While director McG has gained a reputation for flashy entertainment like the "Charlie's Angels" films and the guilty pleasure TV series "Fastlane", he's certainly not displayed any ability to try to tackle something of any substance. So, imagine my surprise when the director chose "We Are Marshall" as his latest project. The film, which takes a look at the tragic plane crash that claimed the lives of the entire Marshall University football team, as well as the lives of the crew and a small group of big local supporters.
For those who've read this site long enough, you may be aware that I don't like sports films. It's not that I don't like sports, mind you - love watching football - but the sports film has gotten to the point where they all seem more cliched than the last, aside from a few surprises here-and-there, such as last year's reasonably entertaining, "Invincible".
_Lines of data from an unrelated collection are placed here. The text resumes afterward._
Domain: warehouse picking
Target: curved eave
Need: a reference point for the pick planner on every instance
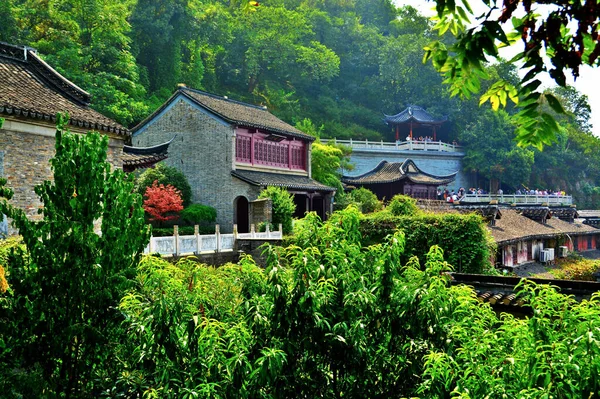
(390, 120)
(439, 181)
(248, 124)
(157, 149)
(32, 114)
(292, 186)
(542, 236)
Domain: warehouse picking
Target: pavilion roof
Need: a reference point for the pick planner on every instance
(516, 226)
(31, 89)
(415, 114)
(390, 172)
(293, 182)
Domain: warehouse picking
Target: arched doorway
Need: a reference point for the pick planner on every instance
(241, 214)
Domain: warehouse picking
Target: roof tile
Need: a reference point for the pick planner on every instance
(265, 179)
(30, 88)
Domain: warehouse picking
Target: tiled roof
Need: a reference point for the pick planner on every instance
(30, 88)
(413, 113)
(144, 157)
(389, 172)
(514, 227)
(295, 182)
(132, 162)
(234, 112)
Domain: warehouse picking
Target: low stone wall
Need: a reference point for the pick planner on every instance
(244, 246)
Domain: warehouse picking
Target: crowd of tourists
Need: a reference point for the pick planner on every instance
(423, 139)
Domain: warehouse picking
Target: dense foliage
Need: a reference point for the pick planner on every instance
(548, 46)
(165, 175)
(59, 322)
(198, 214)
(327, 317)
(283, 206)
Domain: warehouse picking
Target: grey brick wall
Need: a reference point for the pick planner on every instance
(3, 221)
(203, 150)
(437, 163)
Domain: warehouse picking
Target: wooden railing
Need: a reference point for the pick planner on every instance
(412, 145)
(177, 245)
(519, 199)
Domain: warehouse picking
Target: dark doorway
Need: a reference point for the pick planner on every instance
(319, 206)
(240, 205)
(301, 207)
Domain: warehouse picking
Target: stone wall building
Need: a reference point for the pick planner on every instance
(31, 94)
(229, 151)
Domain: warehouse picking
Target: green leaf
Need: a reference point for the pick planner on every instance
(554, 103)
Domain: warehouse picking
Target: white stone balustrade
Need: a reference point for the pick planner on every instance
(522, 199)
(398, 145)
(178, 245)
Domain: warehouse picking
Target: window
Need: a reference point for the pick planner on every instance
(261, 149)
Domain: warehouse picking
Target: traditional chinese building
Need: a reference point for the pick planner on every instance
(521, 234)
(391, 178)
(144, 157)
(230, 150)
(31, 94)
(414, 122)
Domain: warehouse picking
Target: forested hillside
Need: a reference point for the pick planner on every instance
(339, 63)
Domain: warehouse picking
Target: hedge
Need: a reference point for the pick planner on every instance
(466, 242)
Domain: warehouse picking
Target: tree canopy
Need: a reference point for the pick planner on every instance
(335, 65)
(557, 38)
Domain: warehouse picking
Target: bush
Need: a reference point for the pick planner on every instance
(162, 203)
(464, 238)
(283, 206)
(61, 315)
(365, 200)
(403, 205)
(576, 268)
(164, 174)
(198, 214)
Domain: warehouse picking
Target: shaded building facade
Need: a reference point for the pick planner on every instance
(391, 178)
(230, 150)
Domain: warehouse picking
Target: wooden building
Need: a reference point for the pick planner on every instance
(230, 150)
(31, 94)
(414, 122)
(391, 178)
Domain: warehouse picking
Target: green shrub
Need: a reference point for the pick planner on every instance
(283, 206)
(164, 174)
(403, 205)
(466, 242)
(61, 316)
(344, 200)
(198, 214)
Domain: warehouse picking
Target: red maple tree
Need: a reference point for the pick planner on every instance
(162, 202)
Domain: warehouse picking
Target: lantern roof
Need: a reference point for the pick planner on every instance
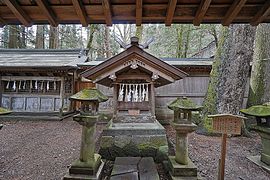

So, imagine my surprise when I found myself really enjoying "We Are Marshall", a genuinely moving and often powerful sports drama that, despite its Big Emotional Moments, never seems manipulative. The film opens with the Marshall University team losing a big game and then boarding a plane for the flight home. The chartered jet crashed in the woods nearby just prior to landing. No one survived. Assistant Coach Red Dawson (Matthew Fox) and two injured players remained of the team, as they were not on-board.
University President Donald Dedmon (David Strathairn) and Paul Griffen (Ian McShane, stellar in a subtle performance) decide to close the school's football program until further notice, allowing the community a time to grieve. However, player Nate Ruffin (Anthony Mackie) pushes the student body to protest the decision, and they stage a stand-in outside the window of a university meeting.
Now, here's an example of a scene that, in a lot of other movies, would seem overly sappy, but it's handled well here, builds beautifully, is well acted and well filmed. Christophe Beck's score also helps, as while it's calculated to bring out the maximum emotions, when the rest of the movie works as well as it does in this movie, one gets caught up in the thing.
The middle of the film has the University deciding to rebuild the team despite opposition from some, and the difficulties in trying to round up a staff and team quickly. A coach - the eccentric Jack Lengyel (Matthew McConaughey), who brings Fox's coach Dawson back into the team, who comes together in order to face the season.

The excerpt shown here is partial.